Taking $\chi$ to be the trivial character, things made sense. However, taking $\chi$ to be the character of the regular representation, and computing for conjugacy class representatives $()$, $(12)$ and $(123)$ (in cycle notation), I found that
| $\sigma$ | $\chi(\sigma)$ | $f$ | $\sigma \cdot f - \chi(\sigma)f $ |
|---|---|---|---|
| $() $ | $2$ | $e_{(1,2)}-e_{(1,3)}$ | $-e_{(1,2)}+e_{(1,3)}\neq 0$ |
| " | " | $e_{(1,3)}-e_{(2,3)}$ | $-e_{(1,2)}+e_{(1,3)}\neq 0$ |
| " | " | $e_{(1,2)}e_{(1,3)}$ | $-e_{(1,2)}e_{(1,3)} \neq 0$ |
| " | " | $e_{(1,2)}e_{(2,3)}$ | $-e_{(1,2)}e_{(2,3)} \neq 0$ |
| $(12)$ | $0$ | $e_{(1,2)}-e_{(1,3)}$ | $e_{(1,2)}-e_{(2,3)}\neq 0$ |
| " | " | $e_{(1,3)}-e_{(2,3)}$ | $e_{(2,3)}-e_{(1,3)}\neq 0$ |
| " | " | $e_{(1,2)}e_{(1,3)}$ | $e_{(1,2)}e_{(2,3)} \neq 0$ |
| " | " | $e_{(1,2)}e_{(2,3)}$ | $e_{(1,2)}e_{(1,3)} \neq 0$ |
| $(123)$ | $-1$ | $e_{(1,2)}-e_{(1,3)}$ | $e_{(2,3)}-e_{(1,2)} + e_{(1,2)} -e_{(1,3)} = e_{(2,3)} - e_{(1,3)} \neq 0$ |
| " | " | $e_{(1,3)}-e_{(2,3)}$ | $e_{(1,2)}-e_{()} + e_{(1,2)} -e_{(1,3)} = e_{(2,3)} - e_{(1,3)} \neq 0$ |
| " | " | $e_{(1,2)}e_{(1,3)}$ | $e_{(2,3)}e_{(1,2)} + 2e_{(1,2)}e_{(1,3)} \neq 0 $ |
| " | " | $e_{(1,2)}e_{(2,3)}$ | $e_{(2,3)}e_{(1,3)} + 2e_{(1,2)}e_{(2,3)} = e_{(1,2)}e_{(2,3)} + e_{(1,2)}e_{(1,3)} \neq 0$ |
This leads me to believe that $ \bigcap_{\sigma \in \mathfrak{S}_3} \ker ( x \mapsto \sigma \cdot d - \chi(\sigma) x)$ is not the same as the previously computed isotypic component.

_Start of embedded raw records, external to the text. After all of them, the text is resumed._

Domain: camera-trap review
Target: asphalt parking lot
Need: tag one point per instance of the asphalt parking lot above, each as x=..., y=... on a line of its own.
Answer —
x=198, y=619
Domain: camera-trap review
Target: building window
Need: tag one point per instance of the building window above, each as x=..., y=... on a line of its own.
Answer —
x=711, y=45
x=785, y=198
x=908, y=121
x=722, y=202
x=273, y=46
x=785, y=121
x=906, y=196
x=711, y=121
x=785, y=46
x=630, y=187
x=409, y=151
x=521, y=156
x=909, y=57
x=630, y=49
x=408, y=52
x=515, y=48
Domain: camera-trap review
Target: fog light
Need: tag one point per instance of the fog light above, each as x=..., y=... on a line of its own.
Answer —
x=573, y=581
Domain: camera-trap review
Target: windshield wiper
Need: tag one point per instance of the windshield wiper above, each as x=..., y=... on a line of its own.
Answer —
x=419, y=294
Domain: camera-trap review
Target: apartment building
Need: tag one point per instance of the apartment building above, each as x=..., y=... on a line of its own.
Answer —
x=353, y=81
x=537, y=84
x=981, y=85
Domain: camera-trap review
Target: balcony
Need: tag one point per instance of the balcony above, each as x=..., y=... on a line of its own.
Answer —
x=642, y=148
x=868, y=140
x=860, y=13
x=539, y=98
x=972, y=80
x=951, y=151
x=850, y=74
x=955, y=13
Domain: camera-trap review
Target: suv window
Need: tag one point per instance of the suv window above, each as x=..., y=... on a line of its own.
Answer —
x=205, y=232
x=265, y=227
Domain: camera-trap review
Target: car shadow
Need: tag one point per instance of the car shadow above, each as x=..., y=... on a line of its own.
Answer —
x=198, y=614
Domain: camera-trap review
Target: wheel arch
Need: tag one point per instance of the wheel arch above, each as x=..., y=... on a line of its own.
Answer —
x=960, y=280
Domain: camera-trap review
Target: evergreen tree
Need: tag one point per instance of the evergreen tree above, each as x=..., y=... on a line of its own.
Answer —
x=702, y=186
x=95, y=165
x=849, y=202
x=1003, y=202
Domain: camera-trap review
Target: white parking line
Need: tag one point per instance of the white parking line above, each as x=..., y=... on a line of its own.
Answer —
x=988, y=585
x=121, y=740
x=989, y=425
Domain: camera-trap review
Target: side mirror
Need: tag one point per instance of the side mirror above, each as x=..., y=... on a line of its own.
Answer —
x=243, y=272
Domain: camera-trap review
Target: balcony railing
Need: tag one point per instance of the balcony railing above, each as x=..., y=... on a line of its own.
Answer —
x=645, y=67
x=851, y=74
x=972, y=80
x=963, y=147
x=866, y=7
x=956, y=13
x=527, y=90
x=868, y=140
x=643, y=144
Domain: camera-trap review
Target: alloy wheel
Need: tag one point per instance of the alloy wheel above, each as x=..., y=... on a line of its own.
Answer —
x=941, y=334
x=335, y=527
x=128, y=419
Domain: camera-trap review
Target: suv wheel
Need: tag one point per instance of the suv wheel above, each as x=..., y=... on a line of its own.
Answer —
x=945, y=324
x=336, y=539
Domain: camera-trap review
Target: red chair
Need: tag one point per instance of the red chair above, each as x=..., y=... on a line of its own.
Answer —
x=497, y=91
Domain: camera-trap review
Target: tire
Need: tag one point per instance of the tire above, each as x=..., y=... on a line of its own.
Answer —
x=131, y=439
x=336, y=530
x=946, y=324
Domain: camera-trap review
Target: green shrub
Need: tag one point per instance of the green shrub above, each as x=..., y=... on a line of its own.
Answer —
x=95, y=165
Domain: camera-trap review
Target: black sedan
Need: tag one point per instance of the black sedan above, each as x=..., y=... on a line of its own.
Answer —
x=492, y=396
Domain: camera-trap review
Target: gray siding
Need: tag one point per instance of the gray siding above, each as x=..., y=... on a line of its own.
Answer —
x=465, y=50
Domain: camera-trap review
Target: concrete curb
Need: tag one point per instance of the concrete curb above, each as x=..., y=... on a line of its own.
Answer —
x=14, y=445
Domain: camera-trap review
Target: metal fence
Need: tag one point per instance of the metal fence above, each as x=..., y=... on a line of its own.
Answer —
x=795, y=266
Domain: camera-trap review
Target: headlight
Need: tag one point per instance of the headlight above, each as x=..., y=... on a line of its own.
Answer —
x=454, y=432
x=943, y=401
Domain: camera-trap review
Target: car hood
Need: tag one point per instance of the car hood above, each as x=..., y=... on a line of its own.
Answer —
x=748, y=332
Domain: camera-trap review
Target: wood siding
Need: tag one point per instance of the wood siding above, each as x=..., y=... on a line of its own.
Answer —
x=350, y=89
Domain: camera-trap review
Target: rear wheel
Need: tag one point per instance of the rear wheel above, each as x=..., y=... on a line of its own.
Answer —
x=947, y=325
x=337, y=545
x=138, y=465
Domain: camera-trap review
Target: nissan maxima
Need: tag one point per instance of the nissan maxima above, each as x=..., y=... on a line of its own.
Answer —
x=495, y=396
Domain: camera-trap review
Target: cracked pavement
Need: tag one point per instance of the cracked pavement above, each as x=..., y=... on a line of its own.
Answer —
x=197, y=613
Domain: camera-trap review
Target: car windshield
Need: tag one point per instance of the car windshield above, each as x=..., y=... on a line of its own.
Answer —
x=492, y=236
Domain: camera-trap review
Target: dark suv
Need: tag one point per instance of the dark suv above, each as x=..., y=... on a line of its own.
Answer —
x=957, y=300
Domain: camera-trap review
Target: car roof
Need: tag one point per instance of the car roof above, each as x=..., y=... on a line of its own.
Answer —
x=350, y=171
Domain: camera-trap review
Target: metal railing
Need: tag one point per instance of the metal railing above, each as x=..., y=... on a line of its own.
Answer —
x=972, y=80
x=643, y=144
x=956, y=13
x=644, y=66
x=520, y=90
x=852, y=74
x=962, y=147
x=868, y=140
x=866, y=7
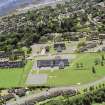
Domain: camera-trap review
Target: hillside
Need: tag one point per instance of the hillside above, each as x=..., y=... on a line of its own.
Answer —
x=26, y=28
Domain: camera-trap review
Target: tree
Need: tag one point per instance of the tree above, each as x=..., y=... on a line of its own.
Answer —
x=93, y=70
x=103, y=58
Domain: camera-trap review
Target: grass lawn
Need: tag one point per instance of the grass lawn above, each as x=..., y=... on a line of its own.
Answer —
x=99, y=104
x=14, y=77
x=72, y=75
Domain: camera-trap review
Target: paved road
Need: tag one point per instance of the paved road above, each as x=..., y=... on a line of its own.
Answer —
x=50, y=91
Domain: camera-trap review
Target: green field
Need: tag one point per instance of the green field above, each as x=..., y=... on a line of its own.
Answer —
x=72, y=75
x=14, y=77
x=99, y=104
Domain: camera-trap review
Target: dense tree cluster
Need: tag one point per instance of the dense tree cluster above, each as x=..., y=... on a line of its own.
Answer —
x=97, y=96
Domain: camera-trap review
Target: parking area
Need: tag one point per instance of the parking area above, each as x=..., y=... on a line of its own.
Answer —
x=36, y=79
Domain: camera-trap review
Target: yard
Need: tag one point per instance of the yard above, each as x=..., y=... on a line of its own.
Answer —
x=73, y=75
x=14, y=77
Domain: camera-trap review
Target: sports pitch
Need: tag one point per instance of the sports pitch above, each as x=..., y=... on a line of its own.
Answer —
x=72, y=75
x=65, y=77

I wish to compute the invariant algebra as a kernel. Is there a way to do this for noncommutative (or just skew-commutative) underlying algebra? Or am I somehow misunderstanding the relationship between the isotypic component and the kernel I described? Or maybe I am wrongly assuming that the character I used is linear?
Any help you could provide would be much appreciated! Thanks!!
Stanley's remark only applies to linear characters, i.e. $\chi(1) = 1$, i.e. 1-dimensional representations. The standard representation is not 1-dimensional.